There are benefits and drawbacks to both fast and slow roller ski wheels. But it mostly comes down to how and where you will use your roller skis.

No matter what kind of wheel you decide on, fast or slow, make sure you change them before they change you. Photo: Kent Murdoch


Larger, wider wheels are more stable, and a good choice for young and novice roller skiers. Elite skiers often pick narrower wheels with a slightly smaller diameter. However, keep in mind that narrower wheels typically have less road grip. That’s particularly noticeable when the roads are wet.

Three main categories

Generally speaking, roller ski wheels come in three categories:

Type 1 wheels – fast wheels with low rolling resistance. Racing wheels/PU wheels also fall into this category. They are very fast but also very slippery, as they are rock hard.

Type 2 wheels – medium fast, and often the universal/default wheels for most skiers. Type 2 wheels have somewhat better road grip than fast wheels when the roads are wet.

Type 3 wheels – the slowest, and provide the most rolling resistance. These are often used when you want the biggest training effect in terms of having to work hard to generate speed, or in steep downhill terrain where the slow wheels are safer than faster wheels. They also tend to be safer on wet roads, as the speed is kept in check.

“Most skiers use type 2 or type 3 wheels. They are fine in most kinds of terrain, and if you are using steep terrain, the only sane thing is to choose wheels that wont break the speed limit,” says Ragnar Bragvin Andresen, the 2011 FIS Roller Ski World Champion.

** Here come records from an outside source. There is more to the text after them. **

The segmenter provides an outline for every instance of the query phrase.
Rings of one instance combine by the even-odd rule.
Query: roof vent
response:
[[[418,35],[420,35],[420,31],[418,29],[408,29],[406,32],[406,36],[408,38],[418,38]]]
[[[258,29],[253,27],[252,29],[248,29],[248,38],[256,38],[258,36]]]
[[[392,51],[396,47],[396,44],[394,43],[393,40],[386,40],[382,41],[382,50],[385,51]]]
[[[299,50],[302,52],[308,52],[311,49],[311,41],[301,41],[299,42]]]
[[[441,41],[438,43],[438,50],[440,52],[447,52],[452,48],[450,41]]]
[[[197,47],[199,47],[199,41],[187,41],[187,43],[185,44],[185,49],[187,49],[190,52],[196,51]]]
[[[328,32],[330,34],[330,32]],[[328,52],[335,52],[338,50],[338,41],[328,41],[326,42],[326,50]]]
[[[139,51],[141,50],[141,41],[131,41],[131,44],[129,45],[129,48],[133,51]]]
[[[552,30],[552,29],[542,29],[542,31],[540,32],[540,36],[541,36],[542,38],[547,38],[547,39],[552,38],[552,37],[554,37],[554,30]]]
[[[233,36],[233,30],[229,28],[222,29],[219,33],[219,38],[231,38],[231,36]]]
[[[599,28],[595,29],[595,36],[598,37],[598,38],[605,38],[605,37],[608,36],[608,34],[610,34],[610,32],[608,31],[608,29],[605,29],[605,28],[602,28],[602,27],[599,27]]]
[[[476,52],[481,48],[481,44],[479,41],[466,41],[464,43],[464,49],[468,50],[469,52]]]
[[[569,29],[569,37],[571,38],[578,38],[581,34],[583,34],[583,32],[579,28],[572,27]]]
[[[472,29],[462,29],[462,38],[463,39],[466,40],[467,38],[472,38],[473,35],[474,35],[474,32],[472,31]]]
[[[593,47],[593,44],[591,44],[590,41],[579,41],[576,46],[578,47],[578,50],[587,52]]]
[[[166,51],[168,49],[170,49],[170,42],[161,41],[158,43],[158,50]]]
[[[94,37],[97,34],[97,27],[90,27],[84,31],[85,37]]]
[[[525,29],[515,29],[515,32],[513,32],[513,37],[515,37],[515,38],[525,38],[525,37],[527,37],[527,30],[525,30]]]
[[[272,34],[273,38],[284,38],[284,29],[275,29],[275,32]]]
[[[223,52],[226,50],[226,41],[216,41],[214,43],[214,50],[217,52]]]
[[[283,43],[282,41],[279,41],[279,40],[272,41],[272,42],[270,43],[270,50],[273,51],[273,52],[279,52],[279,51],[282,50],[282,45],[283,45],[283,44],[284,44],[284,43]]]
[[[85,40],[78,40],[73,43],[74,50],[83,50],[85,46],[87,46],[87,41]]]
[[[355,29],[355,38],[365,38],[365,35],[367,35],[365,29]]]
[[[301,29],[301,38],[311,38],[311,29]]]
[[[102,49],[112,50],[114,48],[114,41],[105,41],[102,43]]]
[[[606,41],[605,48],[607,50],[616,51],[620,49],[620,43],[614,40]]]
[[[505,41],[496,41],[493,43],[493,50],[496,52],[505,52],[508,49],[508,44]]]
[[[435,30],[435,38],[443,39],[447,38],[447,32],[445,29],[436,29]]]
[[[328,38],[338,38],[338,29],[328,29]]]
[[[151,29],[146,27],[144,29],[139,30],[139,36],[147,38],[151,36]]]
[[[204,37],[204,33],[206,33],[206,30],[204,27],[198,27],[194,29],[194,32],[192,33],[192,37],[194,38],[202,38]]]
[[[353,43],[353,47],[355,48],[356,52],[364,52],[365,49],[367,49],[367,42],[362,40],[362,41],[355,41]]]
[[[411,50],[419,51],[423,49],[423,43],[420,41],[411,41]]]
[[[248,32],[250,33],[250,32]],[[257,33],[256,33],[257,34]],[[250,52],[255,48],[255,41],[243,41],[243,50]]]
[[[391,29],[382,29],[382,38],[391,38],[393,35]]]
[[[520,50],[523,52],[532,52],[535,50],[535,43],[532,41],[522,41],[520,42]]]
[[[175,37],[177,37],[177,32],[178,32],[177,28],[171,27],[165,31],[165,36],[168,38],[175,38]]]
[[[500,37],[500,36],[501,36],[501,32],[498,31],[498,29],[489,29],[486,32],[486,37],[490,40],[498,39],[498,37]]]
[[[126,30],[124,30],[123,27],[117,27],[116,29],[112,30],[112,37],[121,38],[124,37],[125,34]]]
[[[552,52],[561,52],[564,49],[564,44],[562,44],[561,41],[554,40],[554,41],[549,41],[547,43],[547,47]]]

“Training-wise, most skiers get the best training effect from using type 2 or type 3 wheels. And as long as you are not planning to roller ski race in Sweden or continental Europe, there are also few reasons to invest in classic race roller skis,” Bragvin Andresen says.

Benefits of fast wheels

At the same time, fast wheels can help improve technique at high speed, and contributes to develop speed and finesse.

“In my opinion, going with slower wheels than Swenor type 2 or Marwe type 6 is counterproductive. Its fine to do an interval workout every once in a while on easy terrain with slow wheels, but consistently using slow wheels for the volume of your roller ski workouts will just develop a slow and heavy pushoff and makes it harder to work on good technique,” Bragvin Andresen explains.

“However, by varying the rolling resistance, either with fast and medium wheels or by changing up the terrain, you can more easily avoid the heavy legs syndrome. You feel fresher, and you are able to do more roller ski workouts/hours per month,” he says.

“If you want to have only one pair of skate roller skis, go with type 2 medium wheels. Those are perfect for skiers with generally decent technique and endurance. Type 1 wheels are good for those who are just learning or lack the endurance base, as they are easier to get up to speed where you can work on technique,” Bragvin Andresen says.